Im Zuge der 1990er Jahre hat sich allerdings eine Erklärung für diese Phänomene etabliert: Derartige Rituale sind Signale, die von Stärke und gutem Charakter zeugen. Ähnlich wie der Pfau, der sich ein extravagantes Gefieder leistet, um den Weibchen seine Stärke zu beweisen.
Wie Jessica Barker et al. in ihrem Paper „Content, cost, and context: A framework for understanding human signaling systems“ beschreiben, muss man solche Signale allerdings differenzierter betrachten.

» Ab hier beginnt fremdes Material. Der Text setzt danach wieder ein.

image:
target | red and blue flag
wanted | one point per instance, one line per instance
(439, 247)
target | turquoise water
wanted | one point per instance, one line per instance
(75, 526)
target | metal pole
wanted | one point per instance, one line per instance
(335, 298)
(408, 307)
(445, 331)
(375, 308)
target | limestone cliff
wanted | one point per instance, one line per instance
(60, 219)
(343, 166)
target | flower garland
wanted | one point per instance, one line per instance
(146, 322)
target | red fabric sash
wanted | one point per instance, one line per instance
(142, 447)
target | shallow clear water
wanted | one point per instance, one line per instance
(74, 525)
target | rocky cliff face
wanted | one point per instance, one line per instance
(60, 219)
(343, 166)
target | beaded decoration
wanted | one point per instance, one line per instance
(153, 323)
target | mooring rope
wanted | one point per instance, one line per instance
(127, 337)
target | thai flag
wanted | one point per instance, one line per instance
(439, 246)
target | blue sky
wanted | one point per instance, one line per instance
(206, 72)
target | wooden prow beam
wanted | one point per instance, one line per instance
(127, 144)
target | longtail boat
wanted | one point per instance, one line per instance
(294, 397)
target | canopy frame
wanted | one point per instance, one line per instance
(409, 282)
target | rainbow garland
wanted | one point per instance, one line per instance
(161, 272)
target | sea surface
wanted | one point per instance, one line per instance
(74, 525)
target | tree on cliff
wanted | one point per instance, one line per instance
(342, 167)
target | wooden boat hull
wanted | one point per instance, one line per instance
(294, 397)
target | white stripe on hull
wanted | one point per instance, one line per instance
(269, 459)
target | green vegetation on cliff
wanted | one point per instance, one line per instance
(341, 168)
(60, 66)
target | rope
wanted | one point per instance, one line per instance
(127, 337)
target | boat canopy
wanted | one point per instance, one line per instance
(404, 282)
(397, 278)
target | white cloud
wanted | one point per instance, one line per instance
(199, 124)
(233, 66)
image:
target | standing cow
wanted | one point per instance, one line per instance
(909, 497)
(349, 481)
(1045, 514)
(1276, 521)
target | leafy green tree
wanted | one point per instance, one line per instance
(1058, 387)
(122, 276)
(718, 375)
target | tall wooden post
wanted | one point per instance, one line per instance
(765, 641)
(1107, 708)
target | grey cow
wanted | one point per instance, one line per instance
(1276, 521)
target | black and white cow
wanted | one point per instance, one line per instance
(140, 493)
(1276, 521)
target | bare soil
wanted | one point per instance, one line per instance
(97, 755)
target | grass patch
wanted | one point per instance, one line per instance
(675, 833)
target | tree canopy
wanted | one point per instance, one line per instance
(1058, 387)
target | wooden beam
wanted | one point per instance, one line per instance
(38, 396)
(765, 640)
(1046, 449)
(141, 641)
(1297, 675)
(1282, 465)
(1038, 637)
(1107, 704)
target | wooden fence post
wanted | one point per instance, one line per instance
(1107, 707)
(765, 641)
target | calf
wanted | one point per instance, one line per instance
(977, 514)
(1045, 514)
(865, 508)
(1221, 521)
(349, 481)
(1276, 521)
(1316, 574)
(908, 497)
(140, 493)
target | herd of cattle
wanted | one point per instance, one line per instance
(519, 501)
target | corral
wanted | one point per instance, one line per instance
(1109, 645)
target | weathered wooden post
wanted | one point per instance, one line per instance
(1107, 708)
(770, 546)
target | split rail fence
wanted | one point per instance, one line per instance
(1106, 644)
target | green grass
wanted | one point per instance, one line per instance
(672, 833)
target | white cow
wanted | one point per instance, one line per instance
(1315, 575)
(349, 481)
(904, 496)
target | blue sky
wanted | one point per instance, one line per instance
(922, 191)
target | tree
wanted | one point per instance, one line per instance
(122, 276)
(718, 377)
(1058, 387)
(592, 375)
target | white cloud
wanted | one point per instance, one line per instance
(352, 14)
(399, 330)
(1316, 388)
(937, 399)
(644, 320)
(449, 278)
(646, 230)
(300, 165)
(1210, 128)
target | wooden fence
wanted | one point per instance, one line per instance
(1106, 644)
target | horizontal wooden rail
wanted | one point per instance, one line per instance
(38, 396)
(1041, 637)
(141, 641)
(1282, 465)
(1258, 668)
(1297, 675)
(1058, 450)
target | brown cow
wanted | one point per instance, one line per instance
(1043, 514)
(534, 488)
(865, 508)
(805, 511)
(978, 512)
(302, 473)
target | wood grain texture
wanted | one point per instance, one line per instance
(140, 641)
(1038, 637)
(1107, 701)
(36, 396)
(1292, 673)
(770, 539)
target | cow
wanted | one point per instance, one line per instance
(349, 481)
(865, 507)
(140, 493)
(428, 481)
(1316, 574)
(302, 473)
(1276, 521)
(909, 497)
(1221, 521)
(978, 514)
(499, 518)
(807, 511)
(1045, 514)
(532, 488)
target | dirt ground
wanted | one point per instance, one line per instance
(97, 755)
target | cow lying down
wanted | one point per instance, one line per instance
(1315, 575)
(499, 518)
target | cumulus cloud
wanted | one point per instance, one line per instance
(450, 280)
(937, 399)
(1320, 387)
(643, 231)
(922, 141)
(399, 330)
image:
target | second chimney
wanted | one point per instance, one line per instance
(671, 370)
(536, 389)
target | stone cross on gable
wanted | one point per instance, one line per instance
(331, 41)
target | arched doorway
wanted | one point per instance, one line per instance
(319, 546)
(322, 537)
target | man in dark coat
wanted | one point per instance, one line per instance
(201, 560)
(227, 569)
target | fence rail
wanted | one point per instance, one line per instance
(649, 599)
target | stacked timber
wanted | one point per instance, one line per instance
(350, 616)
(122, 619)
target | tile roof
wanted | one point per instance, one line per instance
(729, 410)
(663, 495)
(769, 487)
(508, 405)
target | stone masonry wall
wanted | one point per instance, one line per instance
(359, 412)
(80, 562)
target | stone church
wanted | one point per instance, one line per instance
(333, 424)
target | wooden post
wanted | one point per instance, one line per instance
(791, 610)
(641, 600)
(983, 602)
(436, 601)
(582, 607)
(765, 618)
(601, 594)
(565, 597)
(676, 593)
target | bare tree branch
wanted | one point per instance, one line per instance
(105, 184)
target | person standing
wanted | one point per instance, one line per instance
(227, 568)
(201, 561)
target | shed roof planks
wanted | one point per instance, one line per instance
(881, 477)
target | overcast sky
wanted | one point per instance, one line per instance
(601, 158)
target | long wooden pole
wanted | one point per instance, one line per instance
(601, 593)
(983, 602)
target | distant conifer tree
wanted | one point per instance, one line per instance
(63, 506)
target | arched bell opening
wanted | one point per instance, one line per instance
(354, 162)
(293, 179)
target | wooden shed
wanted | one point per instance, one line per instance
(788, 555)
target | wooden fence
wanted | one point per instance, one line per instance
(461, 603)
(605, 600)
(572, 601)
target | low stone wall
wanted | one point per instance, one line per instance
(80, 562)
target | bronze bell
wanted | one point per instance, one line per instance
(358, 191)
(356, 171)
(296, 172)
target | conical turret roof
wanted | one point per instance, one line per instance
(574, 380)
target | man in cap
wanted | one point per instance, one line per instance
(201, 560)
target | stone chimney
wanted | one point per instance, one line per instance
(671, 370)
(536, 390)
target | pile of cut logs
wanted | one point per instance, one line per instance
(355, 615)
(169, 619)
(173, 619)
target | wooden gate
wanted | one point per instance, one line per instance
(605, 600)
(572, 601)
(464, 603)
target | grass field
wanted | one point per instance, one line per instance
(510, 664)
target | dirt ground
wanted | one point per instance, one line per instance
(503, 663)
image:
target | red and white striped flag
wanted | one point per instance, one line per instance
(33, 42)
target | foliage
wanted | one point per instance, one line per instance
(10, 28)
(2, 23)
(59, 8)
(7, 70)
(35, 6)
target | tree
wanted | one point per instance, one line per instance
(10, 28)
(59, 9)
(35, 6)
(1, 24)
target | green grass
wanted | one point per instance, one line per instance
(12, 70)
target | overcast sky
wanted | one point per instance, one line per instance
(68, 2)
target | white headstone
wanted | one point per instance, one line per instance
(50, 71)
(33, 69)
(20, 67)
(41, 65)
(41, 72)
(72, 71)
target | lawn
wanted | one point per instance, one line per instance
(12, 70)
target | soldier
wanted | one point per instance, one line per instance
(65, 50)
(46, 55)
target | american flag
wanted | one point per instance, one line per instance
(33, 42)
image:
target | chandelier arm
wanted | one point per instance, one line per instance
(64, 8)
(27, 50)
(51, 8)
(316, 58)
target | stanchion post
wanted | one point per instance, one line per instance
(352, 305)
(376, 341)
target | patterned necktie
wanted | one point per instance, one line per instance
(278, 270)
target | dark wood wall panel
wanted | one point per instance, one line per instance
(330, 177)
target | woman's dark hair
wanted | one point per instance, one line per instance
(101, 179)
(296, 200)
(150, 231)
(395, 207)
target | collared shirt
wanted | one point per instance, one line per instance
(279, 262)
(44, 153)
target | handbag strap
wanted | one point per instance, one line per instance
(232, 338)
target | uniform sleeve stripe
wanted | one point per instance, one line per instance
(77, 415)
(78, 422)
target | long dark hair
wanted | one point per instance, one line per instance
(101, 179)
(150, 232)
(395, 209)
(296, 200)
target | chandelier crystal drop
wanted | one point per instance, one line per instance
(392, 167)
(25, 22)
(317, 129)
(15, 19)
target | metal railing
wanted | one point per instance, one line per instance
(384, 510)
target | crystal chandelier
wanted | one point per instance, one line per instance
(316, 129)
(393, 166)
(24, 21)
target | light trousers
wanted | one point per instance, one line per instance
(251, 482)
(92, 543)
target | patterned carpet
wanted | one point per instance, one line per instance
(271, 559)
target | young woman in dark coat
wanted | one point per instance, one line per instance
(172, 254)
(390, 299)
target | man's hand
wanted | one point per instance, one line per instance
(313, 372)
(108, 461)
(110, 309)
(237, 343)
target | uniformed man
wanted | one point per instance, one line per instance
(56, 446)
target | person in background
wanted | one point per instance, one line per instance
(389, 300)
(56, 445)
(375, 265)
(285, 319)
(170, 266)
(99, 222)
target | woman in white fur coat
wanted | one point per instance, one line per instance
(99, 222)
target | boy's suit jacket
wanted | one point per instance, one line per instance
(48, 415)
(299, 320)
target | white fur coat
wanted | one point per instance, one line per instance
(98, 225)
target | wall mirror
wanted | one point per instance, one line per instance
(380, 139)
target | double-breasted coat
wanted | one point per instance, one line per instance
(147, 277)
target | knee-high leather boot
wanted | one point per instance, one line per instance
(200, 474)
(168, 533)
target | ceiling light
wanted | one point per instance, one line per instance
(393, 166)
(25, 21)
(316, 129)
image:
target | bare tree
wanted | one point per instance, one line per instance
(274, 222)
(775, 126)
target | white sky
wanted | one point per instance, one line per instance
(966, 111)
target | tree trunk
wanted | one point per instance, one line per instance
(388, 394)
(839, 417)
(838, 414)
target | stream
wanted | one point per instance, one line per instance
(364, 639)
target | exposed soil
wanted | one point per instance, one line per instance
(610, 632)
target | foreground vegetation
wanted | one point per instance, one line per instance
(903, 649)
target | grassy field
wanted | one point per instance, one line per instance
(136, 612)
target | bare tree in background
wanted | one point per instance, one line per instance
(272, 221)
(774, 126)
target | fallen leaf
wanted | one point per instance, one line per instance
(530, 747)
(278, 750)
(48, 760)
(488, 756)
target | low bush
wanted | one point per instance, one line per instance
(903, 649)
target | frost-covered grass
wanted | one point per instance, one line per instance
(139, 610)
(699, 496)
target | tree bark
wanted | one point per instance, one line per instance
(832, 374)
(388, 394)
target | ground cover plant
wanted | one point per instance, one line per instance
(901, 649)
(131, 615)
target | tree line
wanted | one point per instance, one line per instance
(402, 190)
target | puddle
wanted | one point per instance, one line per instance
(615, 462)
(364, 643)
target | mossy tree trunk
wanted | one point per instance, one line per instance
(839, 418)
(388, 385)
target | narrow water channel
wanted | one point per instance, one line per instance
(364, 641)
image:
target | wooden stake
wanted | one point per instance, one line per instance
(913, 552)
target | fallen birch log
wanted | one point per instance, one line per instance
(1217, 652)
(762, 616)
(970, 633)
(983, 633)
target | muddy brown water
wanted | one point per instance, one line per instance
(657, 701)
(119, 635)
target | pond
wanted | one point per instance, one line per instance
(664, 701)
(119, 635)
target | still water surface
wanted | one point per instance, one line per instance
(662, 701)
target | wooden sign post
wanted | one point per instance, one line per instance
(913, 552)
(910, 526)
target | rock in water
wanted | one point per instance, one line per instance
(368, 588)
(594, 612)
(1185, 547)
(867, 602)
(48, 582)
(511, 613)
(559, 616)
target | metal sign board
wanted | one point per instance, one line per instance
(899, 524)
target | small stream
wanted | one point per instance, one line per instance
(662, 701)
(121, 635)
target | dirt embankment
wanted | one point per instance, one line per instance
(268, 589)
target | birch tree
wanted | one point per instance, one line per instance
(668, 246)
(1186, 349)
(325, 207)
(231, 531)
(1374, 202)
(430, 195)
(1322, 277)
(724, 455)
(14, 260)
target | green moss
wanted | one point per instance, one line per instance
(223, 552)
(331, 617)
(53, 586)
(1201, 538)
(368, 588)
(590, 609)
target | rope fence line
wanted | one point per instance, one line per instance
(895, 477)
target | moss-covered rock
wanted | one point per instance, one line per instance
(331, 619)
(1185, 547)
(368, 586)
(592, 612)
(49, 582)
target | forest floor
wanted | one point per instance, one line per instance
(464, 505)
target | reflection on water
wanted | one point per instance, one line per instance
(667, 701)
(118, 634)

Die Not für kostspielige evolutionäre Signale – wie das Jagen nach Tieren, die schwer zu fangen sind, aber nicht wirklich viel Ertrag einbringen – entspringt einer Diskrepanz zwischen dem Sender und Empfänger einer Nachricht. Wenn der Empfänger – also beispielsweise die potentielle Partnerin – nicht sicher sein kann, dass ihr potentieller Partner es ernst meint, so braucht sie eine gewisse Bestätigung seiner Vertrauenswürdigkeit. Kostspielige Signale, bei denen der Partner seine Ressourcen opfert oder gar seine eigene Gesundheit riskiert, sind ein derartiger Vertrauensbeweis.
Allerdings beziehen sich Signale gerade in etwas komplexeren Gesellschaften nicht nur auf einen einzigen Empfänger. Durch seinen Gang über heiße Kohlen beweist der junge Mann aus Tamil Nadu nicht nur seine Attraktivität für potentielle Partnerinnen, sondern erwirbt sich auch Respekt in der restlichen Gesellschaft.
Auch gibt es nicht nur eine Form von Kosten. Es gibt zum einen Kosten, die direkt realisiert werden – bestes Beispiel sind exzessive Opfergaben zur Beschwichtigung der Götter. Es gibt Kosten, die direkt realisiert werden, sich aber auch auf die Zukunft auswirken – wenn ein junger Mann seine Wangen durchsticht, hat er für die nächsten Wochen und Monate mit den Wunden zu kämpfen. Schließlich gibt es auch Kosten, die in Form eines potentiellen Risikos existieren – wer beim Gang über heiße Kohlen ausrutscht, wird sich massive Verbrennungen zuziehen.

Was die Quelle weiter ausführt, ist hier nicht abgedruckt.